Nas paredes, desenhos coloridos, pintados no reboco e emoldurados com aplicações de gesso dourado, lembram veludos e iluminação a gás, hoje substituídos por móveis velhos, depositados ali para não atrapalhar outro lugar, sem nada para iluminá-los.

Nos fundos, três árvores grandes dão sombra a um pedaço de terra que já foi jardim, com um tanque vazio com a prova da ilustre ocupação. No fundo do tanque de cinquenta centrimetros de altura está um poema escrito no cimento e assinado por Martins Fontes, poeta falecido em 1937 que, como médico, foi delegado de Saude. Por este vinculo com uma figura histórica, uns poucos trabalhadores iniciam a restauração, ainda com resultados invisiveis. O processo de tombamento ainda não está terminado e os atuais proprietários sabem pouco do seu andamento.

Mas foi o aspecto de suntuosidade em decomposição que despertou o interesse de Sérgio Bianchi para seu filme. Depois de dois curtas-metragens: “Onibus” e “A Segunda Besta” exibido recentemente no MASP, ele começou a filmar “Casa de Deus”, em outubro, com roteiro seu. No final de novembro, com mais da metade pronta, foi obrigado a parar por falta de recursos. Depois de quase um mês de viagens constantes ao Rio, conseguiu com a Embrafilme parte do capital necessário para continuar o projeto.
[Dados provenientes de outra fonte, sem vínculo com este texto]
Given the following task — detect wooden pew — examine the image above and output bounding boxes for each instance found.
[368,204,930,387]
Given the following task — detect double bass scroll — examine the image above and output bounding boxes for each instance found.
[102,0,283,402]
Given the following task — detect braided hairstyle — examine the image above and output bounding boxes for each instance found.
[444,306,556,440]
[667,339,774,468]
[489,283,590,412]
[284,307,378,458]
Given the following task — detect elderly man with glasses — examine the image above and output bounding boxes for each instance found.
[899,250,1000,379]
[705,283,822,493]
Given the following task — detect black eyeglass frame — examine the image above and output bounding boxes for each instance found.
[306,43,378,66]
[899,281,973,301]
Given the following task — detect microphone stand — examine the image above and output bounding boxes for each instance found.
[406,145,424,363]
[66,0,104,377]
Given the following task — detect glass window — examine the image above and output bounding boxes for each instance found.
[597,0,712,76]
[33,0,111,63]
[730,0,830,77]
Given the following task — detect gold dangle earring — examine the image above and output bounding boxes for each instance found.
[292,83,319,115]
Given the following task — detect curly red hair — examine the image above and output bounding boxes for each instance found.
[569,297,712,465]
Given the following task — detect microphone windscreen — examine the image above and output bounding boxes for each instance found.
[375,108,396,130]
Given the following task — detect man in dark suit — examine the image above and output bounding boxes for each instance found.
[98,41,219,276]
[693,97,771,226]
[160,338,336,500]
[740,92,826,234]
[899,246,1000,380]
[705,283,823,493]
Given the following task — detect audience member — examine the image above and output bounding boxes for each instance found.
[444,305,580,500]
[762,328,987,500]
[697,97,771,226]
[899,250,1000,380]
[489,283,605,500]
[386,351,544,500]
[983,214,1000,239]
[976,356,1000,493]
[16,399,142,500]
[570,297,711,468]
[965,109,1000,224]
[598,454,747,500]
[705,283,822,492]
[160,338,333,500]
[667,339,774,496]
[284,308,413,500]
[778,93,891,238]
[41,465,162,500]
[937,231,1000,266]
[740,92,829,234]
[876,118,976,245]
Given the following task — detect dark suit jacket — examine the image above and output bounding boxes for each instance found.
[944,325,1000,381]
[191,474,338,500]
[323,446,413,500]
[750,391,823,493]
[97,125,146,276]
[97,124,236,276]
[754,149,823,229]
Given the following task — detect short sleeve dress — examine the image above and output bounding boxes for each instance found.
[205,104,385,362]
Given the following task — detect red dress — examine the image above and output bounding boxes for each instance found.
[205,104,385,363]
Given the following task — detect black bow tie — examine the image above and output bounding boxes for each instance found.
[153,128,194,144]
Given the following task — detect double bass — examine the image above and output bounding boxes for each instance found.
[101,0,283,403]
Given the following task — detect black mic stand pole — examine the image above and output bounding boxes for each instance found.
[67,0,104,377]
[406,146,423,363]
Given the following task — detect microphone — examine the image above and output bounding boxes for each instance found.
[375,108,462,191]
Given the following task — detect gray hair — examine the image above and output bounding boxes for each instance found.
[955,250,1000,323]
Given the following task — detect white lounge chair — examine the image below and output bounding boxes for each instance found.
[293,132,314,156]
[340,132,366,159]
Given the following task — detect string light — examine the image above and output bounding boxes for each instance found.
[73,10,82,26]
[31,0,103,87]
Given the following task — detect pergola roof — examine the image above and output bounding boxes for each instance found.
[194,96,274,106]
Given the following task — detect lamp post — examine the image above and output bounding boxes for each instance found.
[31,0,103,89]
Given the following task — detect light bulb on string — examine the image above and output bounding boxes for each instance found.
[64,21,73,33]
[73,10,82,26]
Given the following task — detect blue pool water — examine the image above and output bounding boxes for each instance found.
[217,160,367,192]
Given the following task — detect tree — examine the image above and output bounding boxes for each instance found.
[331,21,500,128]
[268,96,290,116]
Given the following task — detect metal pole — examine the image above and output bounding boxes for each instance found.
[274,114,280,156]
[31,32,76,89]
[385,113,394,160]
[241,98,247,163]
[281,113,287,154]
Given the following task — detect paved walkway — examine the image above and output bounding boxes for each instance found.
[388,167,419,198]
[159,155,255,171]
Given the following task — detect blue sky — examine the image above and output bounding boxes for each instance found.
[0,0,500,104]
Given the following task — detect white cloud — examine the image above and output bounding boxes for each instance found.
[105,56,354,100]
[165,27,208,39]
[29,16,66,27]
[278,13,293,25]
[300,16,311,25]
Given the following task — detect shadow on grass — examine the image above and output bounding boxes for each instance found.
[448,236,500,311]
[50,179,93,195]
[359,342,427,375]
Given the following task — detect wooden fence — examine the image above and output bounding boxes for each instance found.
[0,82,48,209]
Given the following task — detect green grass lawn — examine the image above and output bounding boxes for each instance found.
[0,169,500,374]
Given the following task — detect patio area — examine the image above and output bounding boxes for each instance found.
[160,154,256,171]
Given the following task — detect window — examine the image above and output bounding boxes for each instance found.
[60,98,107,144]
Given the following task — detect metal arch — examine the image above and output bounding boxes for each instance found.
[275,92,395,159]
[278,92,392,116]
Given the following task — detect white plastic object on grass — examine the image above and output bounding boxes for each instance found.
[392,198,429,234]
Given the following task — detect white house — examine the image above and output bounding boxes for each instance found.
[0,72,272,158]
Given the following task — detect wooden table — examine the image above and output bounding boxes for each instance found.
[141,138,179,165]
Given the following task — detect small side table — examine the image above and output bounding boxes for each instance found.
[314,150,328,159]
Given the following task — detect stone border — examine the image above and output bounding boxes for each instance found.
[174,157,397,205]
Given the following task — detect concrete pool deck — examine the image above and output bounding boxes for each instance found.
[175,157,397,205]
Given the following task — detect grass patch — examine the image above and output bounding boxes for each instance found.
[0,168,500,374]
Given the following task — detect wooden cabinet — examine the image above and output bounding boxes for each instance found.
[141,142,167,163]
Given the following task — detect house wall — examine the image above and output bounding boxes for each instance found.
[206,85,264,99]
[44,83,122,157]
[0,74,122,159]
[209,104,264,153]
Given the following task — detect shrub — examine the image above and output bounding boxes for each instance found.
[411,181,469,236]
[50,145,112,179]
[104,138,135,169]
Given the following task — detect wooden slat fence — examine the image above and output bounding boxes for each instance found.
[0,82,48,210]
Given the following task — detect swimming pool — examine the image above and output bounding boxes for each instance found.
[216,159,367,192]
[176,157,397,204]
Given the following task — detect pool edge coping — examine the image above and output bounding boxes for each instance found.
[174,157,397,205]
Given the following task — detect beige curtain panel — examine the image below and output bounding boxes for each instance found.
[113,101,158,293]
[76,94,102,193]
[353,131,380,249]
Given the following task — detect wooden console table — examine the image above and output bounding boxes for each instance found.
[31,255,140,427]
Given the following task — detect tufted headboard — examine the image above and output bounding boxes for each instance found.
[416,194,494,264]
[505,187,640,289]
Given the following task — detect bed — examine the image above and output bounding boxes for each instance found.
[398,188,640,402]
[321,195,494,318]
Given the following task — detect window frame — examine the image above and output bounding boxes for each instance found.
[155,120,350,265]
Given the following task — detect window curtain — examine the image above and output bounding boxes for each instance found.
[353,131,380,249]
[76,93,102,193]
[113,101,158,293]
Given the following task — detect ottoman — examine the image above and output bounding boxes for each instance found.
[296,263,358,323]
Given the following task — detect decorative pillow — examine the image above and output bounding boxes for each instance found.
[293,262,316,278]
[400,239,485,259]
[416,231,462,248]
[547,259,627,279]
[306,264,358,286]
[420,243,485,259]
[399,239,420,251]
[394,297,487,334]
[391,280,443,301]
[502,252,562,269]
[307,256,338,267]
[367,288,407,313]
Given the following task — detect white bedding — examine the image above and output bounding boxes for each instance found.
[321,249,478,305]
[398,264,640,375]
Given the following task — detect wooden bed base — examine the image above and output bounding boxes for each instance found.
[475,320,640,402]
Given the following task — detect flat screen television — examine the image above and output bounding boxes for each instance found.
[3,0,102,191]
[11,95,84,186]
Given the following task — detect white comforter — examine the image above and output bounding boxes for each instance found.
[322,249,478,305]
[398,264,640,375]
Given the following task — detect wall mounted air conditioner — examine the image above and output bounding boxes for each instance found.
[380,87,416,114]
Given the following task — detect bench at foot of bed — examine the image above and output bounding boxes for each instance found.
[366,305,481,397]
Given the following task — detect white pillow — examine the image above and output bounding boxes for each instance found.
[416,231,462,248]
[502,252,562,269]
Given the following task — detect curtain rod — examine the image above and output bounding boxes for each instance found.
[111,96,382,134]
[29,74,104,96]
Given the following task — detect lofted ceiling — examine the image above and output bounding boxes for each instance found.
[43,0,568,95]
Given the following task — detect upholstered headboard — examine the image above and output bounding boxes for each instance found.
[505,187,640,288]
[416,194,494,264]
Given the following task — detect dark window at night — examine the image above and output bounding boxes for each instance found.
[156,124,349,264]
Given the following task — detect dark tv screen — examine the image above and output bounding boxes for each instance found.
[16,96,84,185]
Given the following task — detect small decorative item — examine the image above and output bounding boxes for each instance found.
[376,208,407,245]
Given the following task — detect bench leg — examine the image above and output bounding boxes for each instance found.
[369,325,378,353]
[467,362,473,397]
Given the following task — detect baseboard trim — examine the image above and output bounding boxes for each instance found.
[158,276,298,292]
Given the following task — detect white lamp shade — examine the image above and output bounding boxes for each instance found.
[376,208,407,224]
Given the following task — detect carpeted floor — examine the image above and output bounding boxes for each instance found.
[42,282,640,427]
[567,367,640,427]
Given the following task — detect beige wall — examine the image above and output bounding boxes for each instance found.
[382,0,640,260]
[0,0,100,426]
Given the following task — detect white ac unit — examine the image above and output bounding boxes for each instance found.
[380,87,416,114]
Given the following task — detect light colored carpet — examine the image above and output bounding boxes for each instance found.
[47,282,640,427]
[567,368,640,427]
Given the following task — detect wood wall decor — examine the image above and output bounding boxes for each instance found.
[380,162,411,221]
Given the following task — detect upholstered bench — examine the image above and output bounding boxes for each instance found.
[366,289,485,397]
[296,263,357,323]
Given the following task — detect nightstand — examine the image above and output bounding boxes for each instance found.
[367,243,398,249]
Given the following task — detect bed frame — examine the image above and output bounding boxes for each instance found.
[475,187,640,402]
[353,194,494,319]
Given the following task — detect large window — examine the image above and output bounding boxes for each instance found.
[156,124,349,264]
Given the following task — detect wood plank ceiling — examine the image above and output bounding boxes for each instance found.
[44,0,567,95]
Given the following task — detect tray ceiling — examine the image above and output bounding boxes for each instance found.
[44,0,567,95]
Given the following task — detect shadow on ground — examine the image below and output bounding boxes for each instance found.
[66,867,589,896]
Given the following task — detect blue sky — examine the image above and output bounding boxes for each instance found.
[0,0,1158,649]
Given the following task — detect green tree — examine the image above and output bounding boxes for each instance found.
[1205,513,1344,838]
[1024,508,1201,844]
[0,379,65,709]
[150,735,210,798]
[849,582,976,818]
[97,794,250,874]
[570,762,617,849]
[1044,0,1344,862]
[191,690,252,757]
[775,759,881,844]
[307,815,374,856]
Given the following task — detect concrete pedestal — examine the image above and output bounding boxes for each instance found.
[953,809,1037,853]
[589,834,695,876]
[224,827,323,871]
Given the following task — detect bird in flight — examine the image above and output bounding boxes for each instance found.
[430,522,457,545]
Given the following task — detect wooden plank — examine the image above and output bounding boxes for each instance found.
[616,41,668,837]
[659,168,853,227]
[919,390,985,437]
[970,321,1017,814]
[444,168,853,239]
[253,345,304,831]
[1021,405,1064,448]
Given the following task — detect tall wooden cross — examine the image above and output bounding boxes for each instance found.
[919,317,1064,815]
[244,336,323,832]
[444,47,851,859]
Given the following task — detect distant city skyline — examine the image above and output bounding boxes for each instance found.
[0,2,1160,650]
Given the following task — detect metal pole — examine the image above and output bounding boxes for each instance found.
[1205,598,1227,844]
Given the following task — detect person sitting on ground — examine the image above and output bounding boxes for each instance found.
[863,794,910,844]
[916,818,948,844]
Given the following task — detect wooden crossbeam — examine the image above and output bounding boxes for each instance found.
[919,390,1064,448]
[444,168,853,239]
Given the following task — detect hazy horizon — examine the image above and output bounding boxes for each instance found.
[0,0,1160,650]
“Casa de Deus” tem no elenco Sergio Mamberti, Maria Alice Vergueiro, Rodrigo Santiago, Falizia, Patricio Bisso, Isa Copelman. Fotografado por Pedro Farkas, conta a historia de 22 pessoas, vivendo em 1969/1970, num casarão no qual se isolam do sistema.

Folha de São Paulo, 2 de maio de 1978.
Fonte: Hemeroteca Digital Brasileira

*O casarão foi construído entre 1907 e 1911, e não no século passado conforme informa o texto.